Documentarian Rodney Ascher on the Searing Childhood Horrors of Primal Screen
Photos via Shudder
Rodney Ascher knows the nature of fear. He’s studied its roots and its macabre, pop culture-inflected history. He’s seen that fear can’t always be explained or codified, although he’s given it his best effort. More than most people, he’s seen the truly personal nature of fear and phobia—the way that some people are terrified of objects, scenarios or sensations that would never even register as potentially scary to most people. Because in the end, fear is deep, mysterious and yes, “primal.”

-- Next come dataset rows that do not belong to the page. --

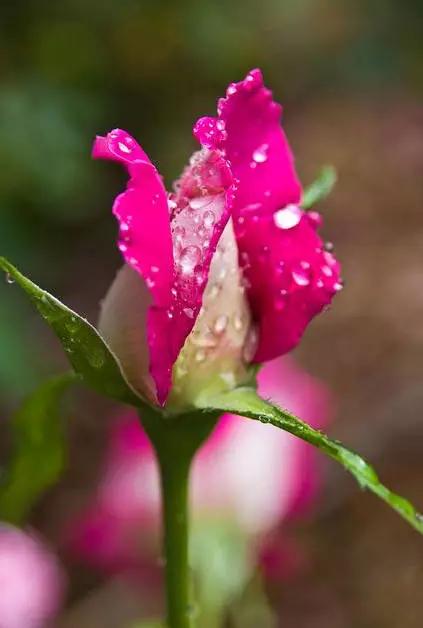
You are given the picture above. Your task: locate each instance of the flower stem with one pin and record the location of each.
(176, 441)
(174, 480)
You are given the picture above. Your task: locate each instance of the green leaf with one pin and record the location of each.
(38, 453)
(246, 402)
(87, 352)
(320, 188)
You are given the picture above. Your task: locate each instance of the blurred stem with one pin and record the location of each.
(176, 441)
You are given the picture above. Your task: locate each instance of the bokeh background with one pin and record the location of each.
(350, 76)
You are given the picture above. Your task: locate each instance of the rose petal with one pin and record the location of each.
(146, 245)
(290, 277)
(173, 263)
(201, 210)
(211, 360)
(248, 130)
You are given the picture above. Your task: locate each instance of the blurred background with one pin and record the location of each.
(350, 76)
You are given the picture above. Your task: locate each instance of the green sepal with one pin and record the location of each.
(320, 188)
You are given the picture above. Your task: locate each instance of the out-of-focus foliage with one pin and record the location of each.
(38, 452)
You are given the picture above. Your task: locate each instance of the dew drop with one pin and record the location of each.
(315, 219)
(238, 323)
(208, 219)
(288, 217)
(251, 344)
(301, 273)
(220, 324)
(214, 291)
(200, 355)
(178, 233)
(172, 204)
(260, 155)
(205, 339)
(280, 303)
(189, 258)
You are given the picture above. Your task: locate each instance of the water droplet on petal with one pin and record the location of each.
(251, 344)
(189, 258)
(261, 153)
(214, 291)
(280, 303)
(208, 219)
(124, 148)
(315, 219)
(238, 323)
(200, 355)
(205, 339)
(288, 217)
(301, 273)
(220, 324)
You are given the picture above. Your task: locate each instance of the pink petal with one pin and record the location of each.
(172, 255)
(252, 476)
(201, 209)
(248, 130)
(145, 242)
(290, 277)
(32, 581)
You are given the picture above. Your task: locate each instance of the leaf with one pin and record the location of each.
(245, 402)
(38, 454)
(320, 188)
(87, 352)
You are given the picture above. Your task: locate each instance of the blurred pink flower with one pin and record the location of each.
(31, 580)
(251, 476)
(229, 260)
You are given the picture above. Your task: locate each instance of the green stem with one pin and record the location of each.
(174, 480)
(176, 441)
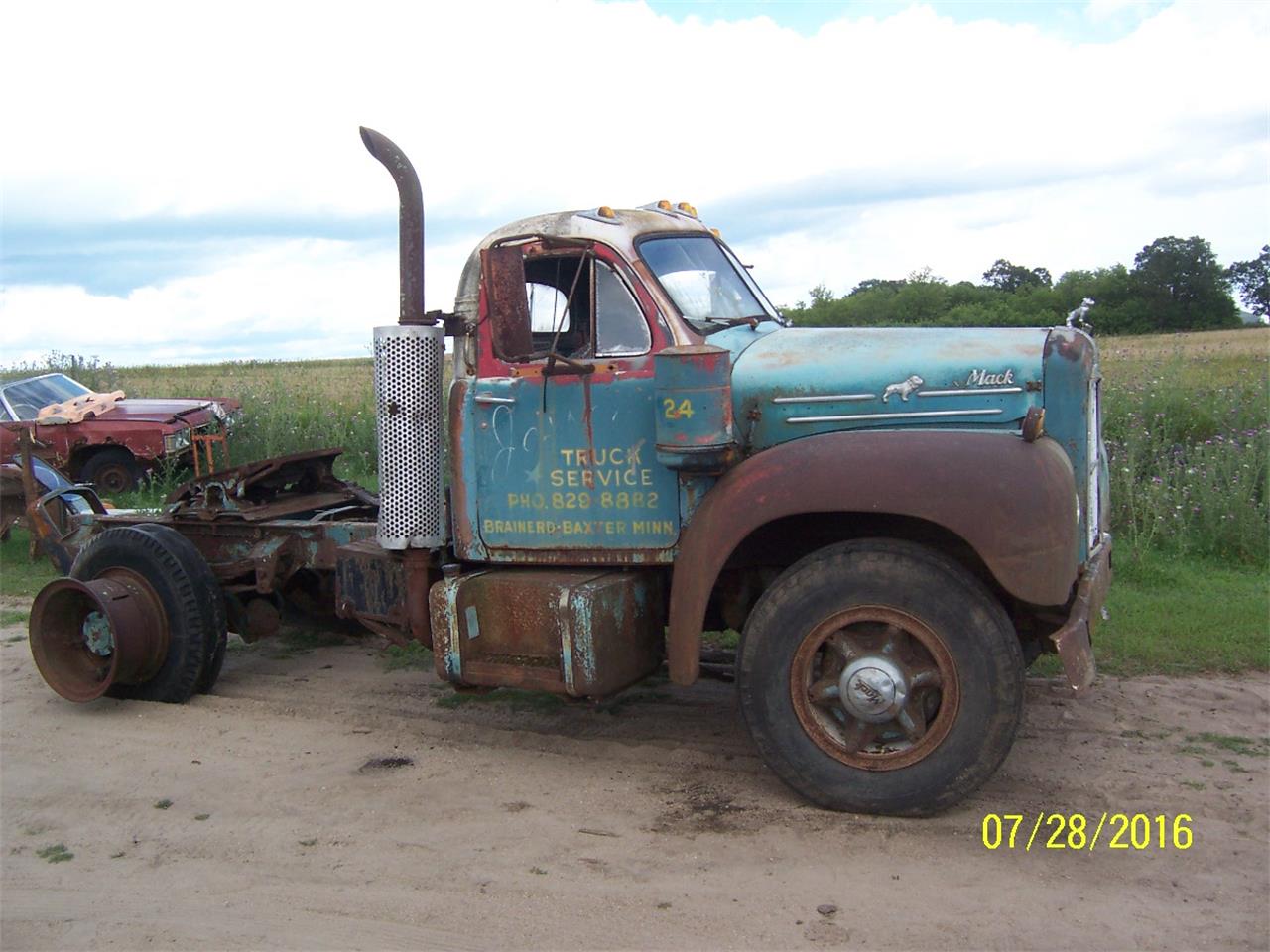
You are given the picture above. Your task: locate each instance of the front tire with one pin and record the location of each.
(879, 676)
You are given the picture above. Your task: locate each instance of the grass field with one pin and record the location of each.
(1188, 430)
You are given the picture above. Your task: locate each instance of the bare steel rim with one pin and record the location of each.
(89, 635)
(874, 687)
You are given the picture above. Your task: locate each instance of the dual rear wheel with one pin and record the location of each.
(141, 616)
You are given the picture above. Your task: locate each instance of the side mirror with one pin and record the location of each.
(503, 273)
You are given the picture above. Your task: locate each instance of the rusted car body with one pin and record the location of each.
(112, 448)
(636, 448)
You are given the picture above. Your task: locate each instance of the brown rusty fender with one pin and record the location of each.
(1012, 502)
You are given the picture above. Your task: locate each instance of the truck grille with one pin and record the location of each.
(408, 370)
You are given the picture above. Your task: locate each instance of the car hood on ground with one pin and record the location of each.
(164, 411)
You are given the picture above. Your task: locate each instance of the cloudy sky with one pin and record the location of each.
(185, 181)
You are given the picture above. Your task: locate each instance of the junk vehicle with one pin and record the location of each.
(108, 439)
(636, 447)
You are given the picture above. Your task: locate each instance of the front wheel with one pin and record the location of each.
(879, 676)
(112, 470)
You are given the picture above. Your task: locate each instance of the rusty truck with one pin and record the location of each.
(638, 448)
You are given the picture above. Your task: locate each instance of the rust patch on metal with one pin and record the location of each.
(1075, 639)
(270, 489)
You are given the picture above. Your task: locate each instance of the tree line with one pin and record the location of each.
(1175, 285)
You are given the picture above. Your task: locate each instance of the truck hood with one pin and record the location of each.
(801, 381)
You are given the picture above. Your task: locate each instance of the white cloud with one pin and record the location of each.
(158, 109)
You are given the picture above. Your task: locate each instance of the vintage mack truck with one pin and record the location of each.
(636, 448)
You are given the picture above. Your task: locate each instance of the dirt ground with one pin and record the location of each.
(270, 815)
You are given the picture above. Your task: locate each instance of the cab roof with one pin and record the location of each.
(619, 231)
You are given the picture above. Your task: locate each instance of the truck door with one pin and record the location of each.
(562, 409)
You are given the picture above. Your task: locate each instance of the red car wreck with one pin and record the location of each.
(104, 438)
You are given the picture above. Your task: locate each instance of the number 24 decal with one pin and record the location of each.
(677, 412)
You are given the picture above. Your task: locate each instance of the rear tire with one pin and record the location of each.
(209, 597)
(879, 676)
(144, 558)
(112, 470)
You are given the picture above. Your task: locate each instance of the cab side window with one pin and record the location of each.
(558, 290)
(620, 325)
(575, 306)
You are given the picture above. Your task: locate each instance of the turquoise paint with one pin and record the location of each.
(581, 474)
(1071, 365)
(798, 382)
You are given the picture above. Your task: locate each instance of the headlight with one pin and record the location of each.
(176, 442)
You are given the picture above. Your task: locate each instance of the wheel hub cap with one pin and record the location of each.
(873, 689)
(96, 634)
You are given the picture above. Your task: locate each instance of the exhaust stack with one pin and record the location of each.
(409, 362)
(409, 222)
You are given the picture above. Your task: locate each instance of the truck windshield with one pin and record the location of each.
(708, 286)
(28, 397)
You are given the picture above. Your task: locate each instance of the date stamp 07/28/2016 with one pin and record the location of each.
(1080, 832)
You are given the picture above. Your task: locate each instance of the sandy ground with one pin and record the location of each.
(645, 824)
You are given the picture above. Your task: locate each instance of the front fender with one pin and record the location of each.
(1012, 502)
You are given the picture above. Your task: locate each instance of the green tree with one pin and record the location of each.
(1183, 286)
(1252, 280)
(1010, 277)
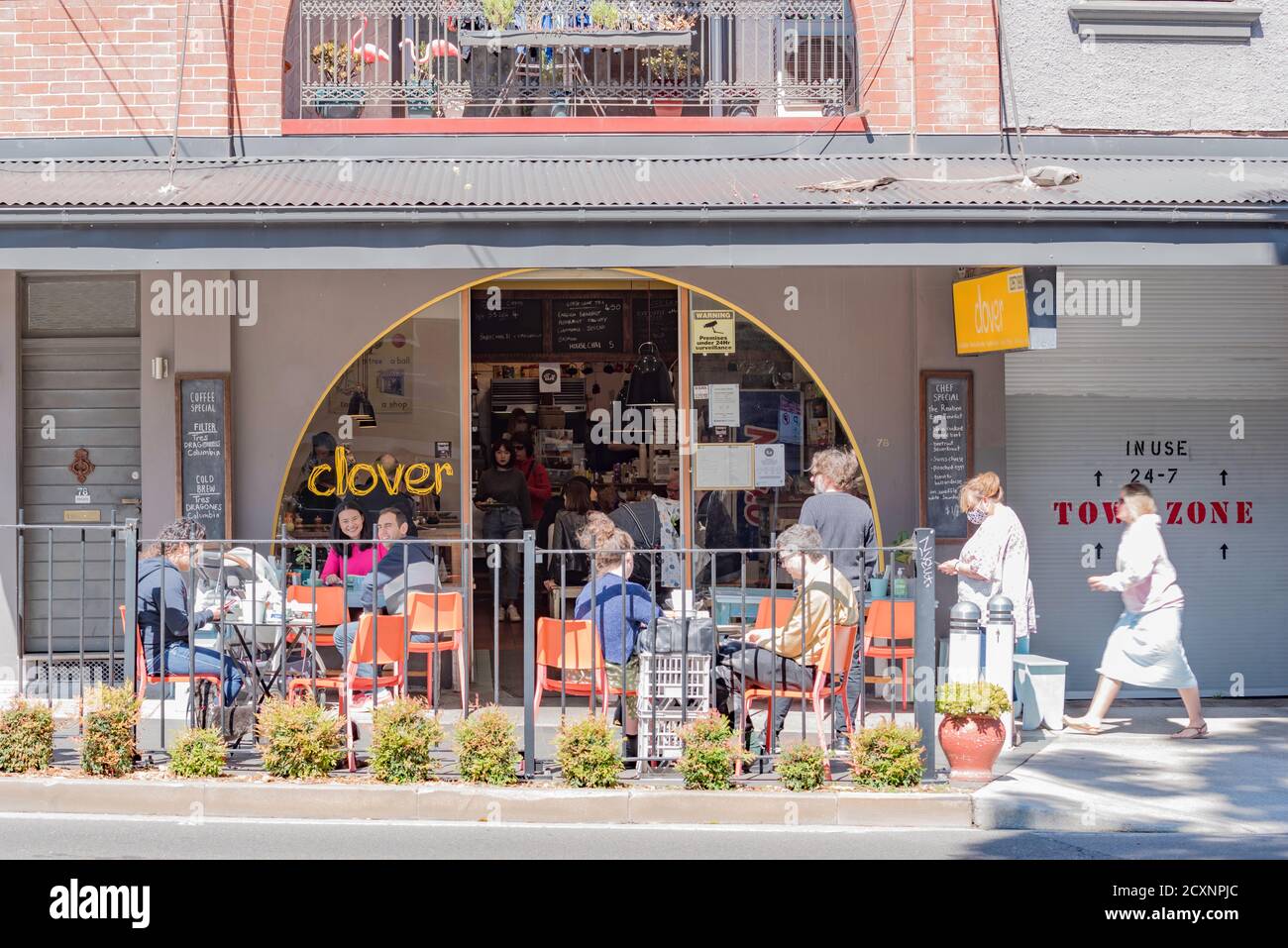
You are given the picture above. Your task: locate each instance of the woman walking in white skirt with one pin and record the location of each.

Ascher is the director of several fascinating documentaries that touch on the realm of horror, 2012’s Room 237 and 2015’s The Nightmare, both of which are featured on Paste’s list of the best horror films streaming on Netflix. The first film generated significant buzz, and gathers together a group of truly unique individuals who have become obsessed with decoding “hidden meanings” to Stanley Kubrick’s landmark horror film, The Shining. Such theories range from “The Shining is actually about the genocide of Native Americans,” to “The Shining is about the Holocaust,” to “The Shining is Stanley Kubrick’s secret admission that he shot the fake Apollo 11 moon landing.” The Nightmare, on the other hand, is much more genuinely scary to watch, as it examines the phenomenon of sleep paralysis through the eyes of those affected, people who detail the horrific images they’re assaulted by on a nightly basis. It’s a chilling look into a condition that is still not well understood.

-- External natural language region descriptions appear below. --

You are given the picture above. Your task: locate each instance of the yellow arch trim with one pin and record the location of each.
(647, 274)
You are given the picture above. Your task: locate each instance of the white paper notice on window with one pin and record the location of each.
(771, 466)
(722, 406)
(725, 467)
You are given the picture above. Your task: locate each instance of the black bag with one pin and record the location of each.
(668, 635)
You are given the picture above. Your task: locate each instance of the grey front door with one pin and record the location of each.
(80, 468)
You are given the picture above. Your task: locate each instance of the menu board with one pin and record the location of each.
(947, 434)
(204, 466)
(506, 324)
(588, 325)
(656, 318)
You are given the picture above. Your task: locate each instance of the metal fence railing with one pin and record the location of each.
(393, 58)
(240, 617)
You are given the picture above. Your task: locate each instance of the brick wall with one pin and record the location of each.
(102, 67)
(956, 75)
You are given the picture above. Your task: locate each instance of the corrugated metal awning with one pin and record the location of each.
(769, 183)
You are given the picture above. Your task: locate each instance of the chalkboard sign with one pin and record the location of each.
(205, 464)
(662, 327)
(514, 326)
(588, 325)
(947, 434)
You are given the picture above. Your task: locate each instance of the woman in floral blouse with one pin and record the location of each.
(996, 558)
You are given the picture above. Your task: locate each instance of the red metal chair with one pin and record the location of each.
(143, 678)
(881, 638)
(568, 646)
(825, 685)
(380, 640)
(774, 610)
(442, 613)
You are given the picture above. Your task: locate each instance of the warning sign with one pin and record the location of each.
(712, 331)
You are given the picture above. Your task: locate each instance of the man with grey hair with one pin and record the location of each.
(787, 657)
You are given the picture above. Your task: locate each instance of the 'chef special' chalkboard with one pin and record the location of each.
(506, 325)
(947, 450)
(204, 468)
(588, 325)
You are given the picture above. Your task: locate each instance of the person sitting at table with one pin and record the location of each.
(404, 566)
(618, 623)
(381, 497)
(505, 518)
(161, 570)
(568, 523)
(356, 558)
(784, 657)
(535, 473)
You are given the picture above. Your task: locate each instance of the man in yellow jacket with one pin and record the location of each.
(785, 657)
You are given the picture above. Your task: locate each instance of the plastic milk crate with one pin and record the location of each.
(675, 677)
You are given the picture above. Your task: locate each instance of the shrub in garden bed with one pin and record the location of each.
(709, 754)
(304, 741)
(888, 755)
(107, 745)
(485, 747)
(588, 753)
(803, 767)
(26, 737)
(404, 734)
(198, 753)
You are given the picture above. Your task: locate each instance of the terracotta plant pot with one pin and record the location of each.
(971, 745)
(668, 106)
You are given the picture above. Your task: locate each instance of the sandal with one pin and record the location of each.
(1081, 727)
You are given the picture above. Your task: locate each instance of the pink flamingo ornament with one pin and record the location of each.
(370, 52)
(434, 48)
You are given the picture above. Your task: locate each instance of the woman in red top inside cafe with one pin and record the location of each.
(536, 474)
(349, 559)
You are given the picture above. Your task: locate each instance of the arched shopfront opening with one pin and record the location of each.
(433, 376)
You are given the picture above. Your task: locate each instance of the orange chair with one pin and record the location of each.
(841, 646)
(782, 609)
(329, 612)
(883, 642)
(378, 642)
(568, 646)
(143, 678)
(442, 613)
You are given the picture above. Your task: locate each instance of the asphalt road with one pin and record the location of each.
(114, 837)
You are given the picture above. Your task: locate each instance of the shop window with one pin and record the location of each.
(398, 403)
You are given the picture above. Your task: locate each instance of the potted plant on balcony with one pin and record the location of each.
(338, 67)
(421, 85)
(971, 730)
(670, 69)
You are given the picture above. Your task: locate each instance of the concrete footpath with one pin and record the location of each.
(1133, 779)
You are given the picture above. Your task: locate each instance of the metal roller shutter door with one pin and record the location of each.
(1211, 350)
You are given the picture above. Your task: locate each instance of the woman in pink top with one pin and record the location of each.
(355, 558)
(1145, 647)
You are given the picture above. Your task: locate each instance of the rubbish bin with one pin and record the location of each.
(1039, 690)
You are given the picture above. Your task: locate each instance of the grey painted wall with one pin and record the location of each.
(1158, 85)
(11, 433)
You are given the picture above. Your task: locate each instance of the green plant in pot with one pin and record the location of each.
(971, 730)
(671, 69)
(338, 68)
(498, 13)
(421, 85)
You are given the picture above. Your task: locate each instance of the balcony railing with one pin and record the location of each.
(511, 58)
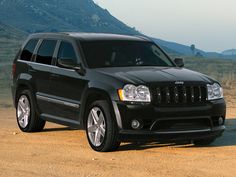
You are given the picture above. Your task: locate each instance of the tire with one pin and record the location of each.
(204, 142)
(26, 114)
(101, 128)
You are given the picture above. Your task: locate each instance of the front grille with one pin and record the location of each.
(180, 94)
(181, 124)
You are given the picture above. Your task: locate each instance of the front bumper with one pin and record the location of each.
(180, 122)
(132, 135)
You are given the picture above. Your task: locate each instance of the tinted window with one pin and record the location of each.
(100, 54)
(45, 52)
(66, 51)
(29, 50)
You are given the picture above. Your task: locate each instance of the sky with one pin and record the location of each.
(209, 24)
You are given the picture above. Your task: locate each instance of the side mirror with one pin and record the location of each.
(179, 62)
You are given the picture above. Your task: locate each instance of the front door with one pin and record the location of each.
(66, 86)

Ascher’s latest project, though, is called Primal Screen, a potential documentary series of sorts that was done in conjunction with horror streaming service Shudder. (You should also check out our ranking of the 100 best horror movies in the Shudder library..) It’s a concept that revolves around childhood terrors—the images and experiences that kids perceive that stick with them forever, that are permanently “burned onto their Primal Screen.” If there was ever a movie trailer or corporate jingle that sent you running out of the room as a child, that’s the kind of experience we’re talking about. There’s only one 30-minute entry right now, but Ascher is hoping the first will be well-received enough to create many more Primal Screen entries.

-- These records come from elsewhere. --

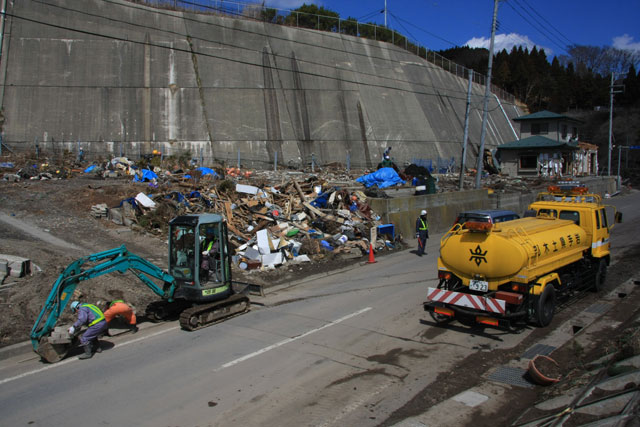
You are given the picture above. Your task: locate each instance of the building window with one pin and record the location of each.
(539, 128)
(529, 161)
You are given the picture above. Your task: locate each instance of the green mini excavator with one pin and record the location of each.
(197, 288)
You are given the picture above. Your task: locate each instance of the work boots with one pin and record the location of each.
(88, 354)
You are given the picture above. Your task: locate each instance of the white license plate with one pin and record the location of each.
(479, 285)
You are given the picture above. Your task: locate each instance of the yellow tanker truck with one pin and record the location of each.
(512, 273)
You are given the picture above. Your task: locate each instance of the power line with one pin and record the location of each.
(549, 23)
(535, 27)
(429, 33)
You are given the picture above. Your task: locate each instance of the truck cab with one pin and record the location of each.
(585, 209)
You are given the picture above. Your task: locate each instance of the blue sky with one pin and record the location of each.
(550, 24)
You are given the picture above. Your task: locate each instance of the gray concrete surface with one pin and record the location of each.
(112, 76)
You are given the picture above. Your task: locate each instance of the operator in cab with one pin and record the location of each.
(210, 251)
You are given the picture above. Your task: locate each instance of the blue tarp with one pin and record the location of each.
(207, 171)
(383, 177)
(147, 175)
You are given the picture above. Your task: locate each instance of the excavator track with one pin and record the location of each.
(159, 311)
(201, 316)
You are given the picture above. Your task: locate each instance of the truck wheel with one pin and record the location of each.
(601, 275)
(545, 306)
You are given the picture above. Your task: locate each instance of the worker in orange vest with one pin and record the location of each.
(121, 308)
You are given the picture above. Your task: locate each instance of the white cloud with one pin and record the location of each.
(507, 41)
(626, 42)
(286, 4)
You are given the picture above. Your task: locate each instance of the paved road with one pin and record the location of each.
(346, 349)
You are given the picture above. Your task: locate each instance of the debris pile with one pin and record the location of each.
(272, 217)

In honor of our first glance at Primal Screen, I had a conversation with Ascher about his films, his fascination with fear, and his unique purview as a documentary filmmaker.
Paste: Before Room 237, it looks like the titles of your short films suggest that many of them were also horror themed. Have you always been so passionate about horror?
Ascher: Well, it’s always been one of the top two or three things I’m fascinated in, along with mystery, comedy and experimental film. There are a couple of pools I’ve been diving into over the years.
Paste: What do you find fascinating about the roots of what frightens people?
Ascher: There’s something I like about combining the worlds of truth and fiction in documentary and letting them play off each other. A lot of it was probably trial and error. I came across something years ago when I was doing a short called The S From Hell about people who had a phobia of the Screen Gems logo as kids.
Paste: Really? A logo?
Ascher: Oh yeah. It’s absolutely a real thing. And the Screen Gems logo is only one of many that frightened people. There are people who will talk at length about the United Artists logo, the UA which slowly rotates out of blackness. Or the Viacom logo. All of these subjects, it’s a bottomless pit. But when I talked to these people about why that got under their skin, it revealed something personal, but also adjacent to horror. I love the notion that this stuff can have a profound effect on people—something as simple as a logo, or in the case of Primal Screen not even a horror movie but the trailer for a movie. It can set their gears spinning for years on end.
Paste: Room 237 is obviously what sort of got you noticed by a lot of people. I love it, but I feel like it’s misunderstood by a lot of people. I don’t know how a viewer could fail to realize that it’s not about the theories but about these obsessive people who come up with theories. Have you experienced a lot of misinterpretation of it?
Ascher: I absolutely saw people talk about the movie in a way I didn’t necessarily intend, but for this movie in particular that’s kind of perfect. If we’re talking about different ways that people reacted to The Shining, some of those are very unexpected ways, so to see the same thing happen with Room 237 is satisfying. It’s not “misinterpreted,” but differently interpreted.
Paste: When you’re sitting there for a long time with one of these subjects, do you find yourself thinking, “Well, this theory actually sort of makes sense”?
Ascher: Oh, every time, and it doesn’t take very long. I chose these people because what they had to say was especially compelling. I was always able to see The Shining freshly through each of their eyes. Then the fun becomes to see if the ideas are mutually exclusive from each other, or if they can somehow be reconciled with each other or with how most of the audience sees The Shining.